Apparently tomorrow the Commission will issue its Intel decision. Anticipating a finding of abuse, there is a working paper anticipating the decision from the AAI, here.

Bar the size of the undertaking, I am not sure that this decision raises any big legal issues. What will be interesting to observe is how much more sophisticated the analysis will be. It seems the likely abuses are pretty standard exclusionary stuff designed to foreclose the entry of a particular firm.

Good luck to those who will read it - it will likely be as long as the Microsoft decision.
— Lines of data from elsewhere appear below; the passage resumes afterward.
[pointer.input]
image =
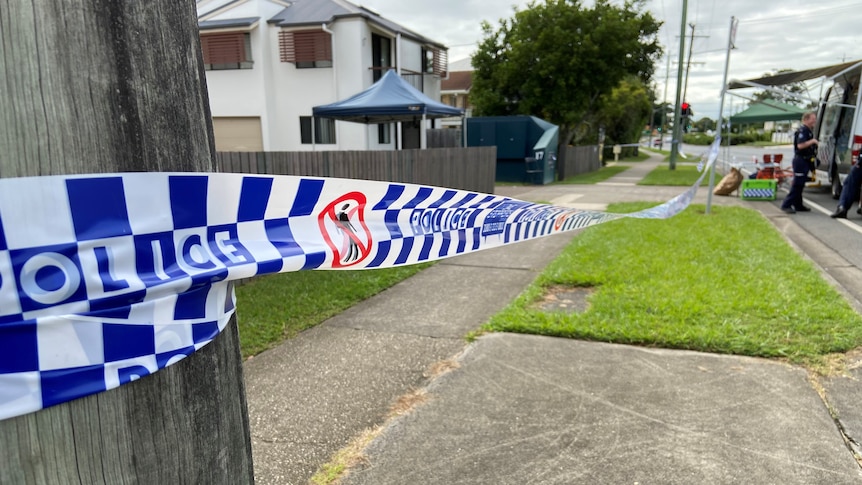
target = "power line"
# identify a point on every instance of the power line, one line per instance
(807, 14)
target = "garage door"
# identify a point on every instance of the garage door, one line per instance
(238, 134)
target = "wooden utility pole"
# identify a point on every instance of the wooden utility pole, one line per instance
(93, 86)
(677, 118)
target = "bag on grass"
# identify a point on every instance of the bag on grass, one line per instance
(729, 183)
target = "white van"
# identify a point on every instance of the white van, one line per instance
(839, 126)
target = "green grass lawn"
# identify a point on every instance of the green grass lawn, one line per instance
(600, 175)
(275, 307)
(683, 175)
(725, 282)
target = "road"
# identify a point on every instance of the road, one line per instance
(844, 236)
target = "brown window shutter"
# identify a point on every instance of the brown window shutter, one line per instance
(223, 48)
(305, 46)
(441, 61)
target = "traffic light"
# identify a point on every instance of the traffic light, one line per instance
(686, 109)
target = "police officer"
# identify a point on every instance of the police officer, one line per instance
(850, 192)
(804, 157)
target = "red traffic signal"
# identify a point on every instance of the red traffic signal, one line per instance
(686, 109)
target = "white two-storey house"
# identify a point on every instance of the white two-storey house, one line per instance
(269, 62)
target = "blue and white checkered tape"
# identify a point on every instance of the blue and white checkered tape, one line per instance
(766, 193)
(107, 278)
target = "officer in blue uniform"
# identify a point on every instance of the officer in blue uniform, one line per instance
(850, 192)
(804, 158)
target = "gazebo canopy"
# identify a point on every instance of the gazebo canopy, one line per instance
(768, 110)
(390, 99)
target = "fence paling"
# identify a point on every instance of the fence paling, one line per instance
(471, 168)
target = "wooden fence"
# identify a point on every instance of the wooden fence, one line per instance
(579, 160)
(470, 168)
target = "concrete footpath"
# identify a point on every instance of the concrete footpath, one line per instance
(520, 409)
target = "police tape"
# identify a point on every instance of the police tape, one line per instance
(107, 278)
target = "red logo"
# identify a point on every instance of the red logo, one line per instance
(342, 224)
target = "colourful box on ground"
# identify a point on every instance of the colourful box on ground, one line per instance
(763, 189)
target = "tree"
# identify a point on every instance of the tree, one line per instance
(624, 111)
(555, 60)
(109, 86)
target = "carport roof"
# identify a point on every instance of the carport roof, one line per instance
(795, 76)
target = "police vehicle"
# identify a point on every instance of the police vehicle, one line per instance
(839, 124)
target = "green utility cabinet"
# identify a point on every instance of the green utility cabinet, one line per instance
(526, 146)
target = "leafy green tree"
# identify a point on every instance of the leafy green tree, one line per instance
(624, 111)
(556, 59)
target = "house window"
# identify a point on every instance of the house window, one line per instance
(231, 50)
(381, 55)
(306, 48)
(384, 133)
(435, 61)
(324, 130)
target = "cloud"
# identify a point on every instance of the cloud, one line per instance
(791, 34)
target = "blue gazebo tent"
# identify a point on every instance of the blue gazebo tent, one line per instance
(391, 99)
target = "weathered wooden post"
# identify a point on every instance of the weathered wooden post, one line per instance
(90, 86)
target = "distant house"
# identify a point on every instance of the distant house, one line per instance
(455, 91)
(269, 62)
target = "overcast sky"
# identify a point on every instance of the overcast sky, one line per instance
(772, 34)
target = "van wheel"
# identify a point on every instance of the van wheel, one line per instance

Legal issues and analysis hidden/blurred by countless passages of technological information.

21 April 2009

No recoupment in predatory pricing claims

In France Télécom v Commission (Case C-202/07 P, judgment of 2 April 2007), the ECJ disagreed with the Advocate General and agreed with my earlier blog posting (I am under no illusion that the ECJ is aware of my blog) that recoupment is not a pre requisite for a finding of price predation. There are three salient points in this judgment.

1. Objective evidence of a plan to eliminate competition
The Court confirms that you can use an undertaking's internal documents to furnish evidence of a predatory strategy. Wrong, I think.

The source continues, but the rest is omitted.